House prices in Dublin have fallen by more than 60% since their peak in 2007, the largest drop recorded since the property crash began.
Estate agents Sherry Fitzgerald say that house prices are now down at levels not since the first quarter of 2002.
The firm’s latest house price index reveals that the average price of a second-hand property in Dublin fell by 6.2% in the second quarter of the year.
From the peak of the market in 2006, Dublin house prices have fallen in real terms by 60.2%, while the national market has corrected by 55.2%.
The figures paint a bleaker picture for property prices than recent statistics issued by the Central Statistics Office which said house prices in Dublin had fallen by almost 46 per cent from their peak in early 2007. Prices for apartments in the region are 53 per cent lower. Since the peak of the property boom, residential properties in the rest of Ireland have fallen by 38 per cent.
And they come just days before a second high profile auction of distressed properties conduction by UK firm Allsops. Among the highlights of the sale are a property on Ailesbury Road in Ballsbridge in Dublin.
The six bedroom house is on sale for just €1.45m, a fraction of what it would have commanded in the boom when similar properties fetched in the region of €8m.
It is the most expensive property in the Allsop catalogue and is bound to set a new floor for house prices on the road where some of Ireland’s richest property developers once rubbed shoulders with ambassadors and one former Taoiseach, Albert Reynolds.

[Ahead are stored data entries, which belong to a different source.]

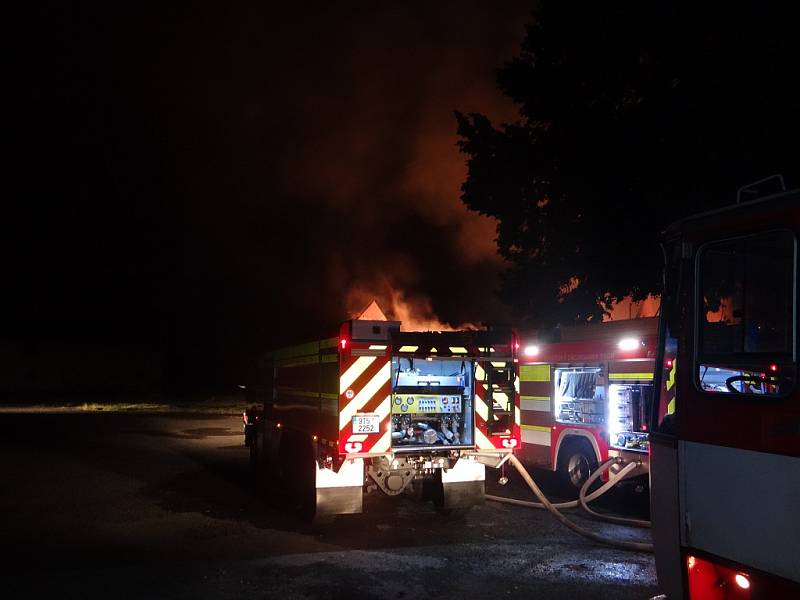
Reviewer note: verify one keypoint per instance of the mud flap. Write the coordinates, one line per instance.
(463, 484)
(341, 492)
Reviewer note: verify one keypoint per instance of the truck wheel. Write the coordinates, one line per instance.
(576, 461)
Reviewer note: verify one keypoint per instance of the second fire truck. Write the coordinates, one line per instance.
(587, 398)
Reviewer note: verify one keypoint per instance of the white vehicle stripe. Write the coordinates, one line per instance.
(384, 407)
(353, 373)
(537, 405)
(531, 436)
(365, 395)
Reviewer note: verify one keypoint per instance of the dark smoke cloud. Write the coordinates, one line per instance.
(222, 178)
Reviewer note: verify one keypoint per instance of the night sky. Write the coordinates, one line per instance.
(208, 182)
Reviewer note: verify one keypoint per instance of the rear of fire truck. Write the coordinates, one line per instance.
(377, 408)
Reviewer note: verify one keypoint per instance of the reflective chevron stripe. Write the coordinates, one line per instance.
(353, 373)
(365, 395)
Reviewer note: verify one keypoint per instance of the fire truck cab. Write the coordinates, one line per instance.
(725, 430)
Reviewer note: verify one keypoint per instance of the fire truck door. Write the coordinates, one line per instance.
(500, 397)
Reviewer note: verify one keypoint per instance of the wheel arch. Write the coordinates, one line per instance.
(568, 435)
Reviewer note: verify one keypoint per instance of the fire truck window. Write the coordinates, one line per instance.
(747, 315)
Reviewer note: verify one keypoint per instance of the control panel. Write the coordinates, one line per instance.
(425, 404)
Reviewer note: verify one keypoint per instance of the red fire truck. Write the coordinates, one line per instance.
(376, 406)
(725, 440)
(587, 398)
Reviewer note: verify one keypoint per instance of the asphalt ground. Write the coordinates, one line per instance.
(133, 505)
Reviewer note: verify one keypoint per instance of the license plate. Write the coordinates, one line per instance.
(366, 424)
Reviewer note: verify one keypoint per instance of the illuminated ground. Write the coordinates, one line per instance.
(131, 505)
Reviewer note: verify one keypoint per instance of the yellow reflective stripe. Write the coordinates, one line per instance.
(534, 372)
(535, 427)
(671, 380)
(353, 373)
(621, 376)
(365, 395)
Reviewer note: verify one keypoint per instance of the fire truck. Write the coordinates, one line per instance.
(725, 432)
(377, 407)
(587, 398)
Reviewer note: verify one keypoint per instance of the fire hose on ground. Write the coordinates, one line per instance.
(582, 501)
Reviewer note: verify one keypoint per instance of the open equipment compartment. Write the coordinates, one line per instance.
(578, 398)
(432, 403)
(629, 407)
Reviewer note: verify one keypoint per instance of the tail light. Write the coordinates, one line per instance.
(353, 447)
(711, 581)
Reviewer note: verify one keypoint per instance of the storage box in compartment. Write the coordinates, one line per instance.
(432, 404)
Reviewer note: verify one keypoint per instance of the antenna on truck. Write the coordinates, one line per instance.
(751, 188)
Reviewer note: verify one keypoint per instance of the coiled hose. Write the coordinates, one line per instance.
(545, 503)
(584, 499)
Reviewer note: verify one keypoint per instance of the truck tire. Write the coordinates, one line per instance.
(576, 461)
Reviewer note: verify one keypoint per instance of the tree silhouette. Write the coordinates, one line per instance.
(632, 115)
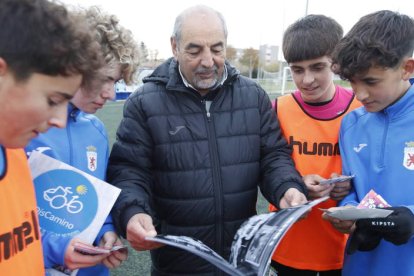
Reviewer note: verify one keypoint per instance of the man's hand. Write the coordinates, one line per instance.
(139, 227)
(314, 189)
(74, 260)
(340, 189)
(109, 240)
(292, 197)
(397, 228)
(343, 226)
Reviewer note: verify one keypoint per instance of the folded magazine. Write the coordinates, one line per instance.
(70, 202)
(253, 245)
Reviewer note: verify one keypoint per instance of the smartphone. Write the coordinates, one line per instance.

Sherry Fitz economist Marian Finnegan said its house price index showed the current recession was one of the most significant in the post-war era.
She said the outlook for the remainder of the year was challenging.
“The appetite for the volume of transactions required to stabilise the market is hampered by low consumer sentiment and a dysfunctional mortgage market,” she said.
Eight in ten sales were of second-hand homes, but almost one in three homes sold through Sherry Fitzgerald were investment properties, the same proportion as last year.